Sound Semiotics of the Kitchen
sound/digital social media
“Sound Semiotics of the Kitchen” is a social media sound work based on Martha Rosler’s 1975 video “Semiotics of the Kitchen.” It examines the ways traditional public/private distinctions have been reworked, complicated, or voided by the structural changes in the economy, social relations, and subjectivity brought about by neoliberalism. It also interrogates the relationships between sound, gender, the domestic, and social media. In the gallery, viewers can interact with the work in two ways: (1) socially, on a tablet computer, and (2) privately, on their personal electronic devices, via this link (http://goo.gl/CedIQ), or by a QR code printed on cards displayed next to the tablet computer.

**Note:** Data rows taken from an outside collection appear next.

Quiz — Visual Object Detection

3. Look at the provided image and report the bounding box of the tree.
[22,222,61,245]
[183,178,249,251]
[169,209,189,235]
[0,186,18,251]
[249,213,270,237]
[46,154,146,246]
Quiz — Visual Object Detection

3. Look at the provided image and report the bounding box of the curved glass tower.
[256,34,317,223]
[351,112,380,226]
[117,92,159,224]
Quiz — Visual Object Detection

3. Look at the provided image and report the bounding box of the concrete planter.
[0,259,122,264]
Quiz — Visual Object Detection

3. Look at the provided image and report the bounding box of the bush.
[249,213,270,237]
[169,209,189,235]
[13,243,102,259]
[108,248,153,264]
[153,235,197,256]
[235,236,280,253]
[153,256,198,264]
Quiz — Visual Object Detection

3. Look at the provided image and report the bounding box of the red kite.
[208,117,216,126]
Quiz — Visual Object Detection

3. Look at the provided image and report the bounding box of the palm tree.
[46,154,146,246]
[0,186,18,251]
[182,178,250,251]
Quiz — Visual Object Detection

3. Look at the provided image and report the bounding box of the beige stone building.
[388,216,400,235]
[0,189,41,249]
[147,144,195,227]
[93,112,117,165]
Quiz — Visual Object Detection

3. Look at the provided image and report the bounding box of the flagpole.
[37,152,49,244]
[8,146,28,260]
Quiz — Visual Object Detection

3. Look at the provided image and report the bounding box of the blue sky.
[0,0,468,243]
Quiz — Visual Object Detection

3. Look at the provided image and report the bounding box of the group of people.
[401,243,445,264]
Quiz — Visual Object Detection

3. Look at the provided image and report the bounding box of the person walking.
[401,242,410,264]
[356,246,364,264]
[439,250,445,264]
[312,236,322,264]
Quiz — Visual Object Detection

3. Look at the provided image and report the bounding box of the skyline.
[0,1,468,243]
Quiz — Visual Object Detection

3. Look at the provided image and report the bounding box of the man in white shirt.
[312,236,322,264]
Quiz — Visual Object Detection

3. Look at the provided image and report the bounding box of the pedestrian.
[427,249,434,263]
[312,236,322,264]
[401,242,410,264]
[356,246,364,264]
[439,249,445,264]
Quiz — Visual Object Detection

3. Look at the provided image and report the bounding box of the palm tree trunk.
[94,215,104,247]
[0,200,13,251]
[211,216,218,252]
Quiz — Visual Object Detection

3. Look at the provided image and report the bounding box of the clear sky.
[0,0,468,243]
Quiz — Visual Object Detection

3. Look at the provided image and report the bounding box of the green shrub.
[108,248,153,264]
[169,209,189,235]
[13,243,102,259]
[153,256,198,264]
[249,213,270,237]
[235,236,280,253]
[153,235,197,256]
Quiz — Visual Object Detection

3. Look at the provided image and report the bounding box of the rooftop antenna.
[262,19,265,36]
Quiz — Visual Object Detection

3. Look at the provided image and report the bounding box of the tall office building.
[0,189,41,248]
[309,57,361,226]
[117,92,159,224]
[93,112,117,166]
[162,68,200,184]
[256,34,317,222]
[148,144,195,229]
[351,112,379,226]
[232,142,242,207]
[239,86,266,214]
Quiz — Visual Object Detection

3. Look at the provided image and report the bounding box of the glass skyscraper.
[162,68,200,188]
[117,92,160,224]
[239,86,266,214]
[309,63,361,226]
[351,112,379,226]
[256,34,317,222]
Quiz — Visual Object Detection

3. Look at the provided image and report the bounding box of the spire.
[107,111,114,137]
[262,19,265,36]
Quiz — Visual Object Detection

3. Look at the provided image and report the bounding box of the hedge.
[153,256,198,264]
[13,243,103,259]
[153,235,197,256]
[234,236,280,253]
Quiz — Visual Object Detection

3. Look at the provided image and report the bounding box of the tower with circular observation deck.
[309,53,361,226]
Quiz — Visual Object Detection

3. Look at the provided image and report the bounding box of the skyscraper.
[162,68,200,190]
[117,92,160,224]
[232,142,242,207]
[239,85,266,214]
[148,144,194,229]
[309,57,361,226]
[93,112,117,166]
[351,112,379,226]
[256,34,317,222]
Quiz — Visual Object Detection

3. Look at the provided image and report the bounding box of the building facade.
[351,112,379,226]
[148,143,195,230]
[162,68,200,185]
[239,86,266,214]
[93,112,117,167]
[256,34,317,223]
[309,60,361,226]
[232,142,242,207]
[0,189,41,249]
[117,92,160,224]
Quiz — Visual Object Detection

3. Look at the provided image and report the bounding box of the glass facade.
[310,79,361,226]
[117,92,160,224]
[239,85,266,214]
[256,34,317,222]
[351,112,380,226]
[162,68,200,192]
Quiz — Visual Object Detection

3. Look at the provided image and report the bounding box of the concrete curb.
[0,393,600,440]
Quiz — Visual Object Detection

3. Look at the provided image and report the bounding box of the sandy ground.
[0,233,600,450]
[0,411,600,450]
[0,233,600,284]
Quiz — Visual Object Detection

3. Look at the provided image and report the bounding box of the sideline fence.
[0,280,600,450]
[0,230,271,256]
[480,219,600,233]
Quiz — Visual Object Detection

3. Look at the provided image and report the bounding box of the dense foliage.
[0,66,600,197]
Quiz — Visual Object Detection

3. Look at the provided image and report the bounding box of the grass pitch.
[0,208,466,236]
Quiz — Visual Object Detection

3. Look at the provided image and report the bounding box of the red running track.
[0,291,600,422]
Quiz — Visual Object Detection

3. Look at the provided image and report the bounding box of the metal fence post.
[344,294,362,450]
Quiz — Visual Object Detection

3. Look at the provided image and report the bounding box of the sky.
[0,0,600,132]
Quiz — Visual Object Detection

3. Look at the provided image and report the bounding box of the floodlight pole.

Robin James’s work focuses on the role of sound in contemporary forms of knowledge, value, pleasure, embodiment, and capital. With a practical background in classical and popular music performance, and an academic background in music and philosophy, James uses sound art as a way to creatively examine the issues in feminist/queer/critical race/disability studies, continental philosophy, and music studies that she explore in her theoretical writing. Her theoretical work addresses the interaction between musical/audiological institutions and systems of political organization (like gender or race). She blogs about all of this at its-her-factory.blogspot.com.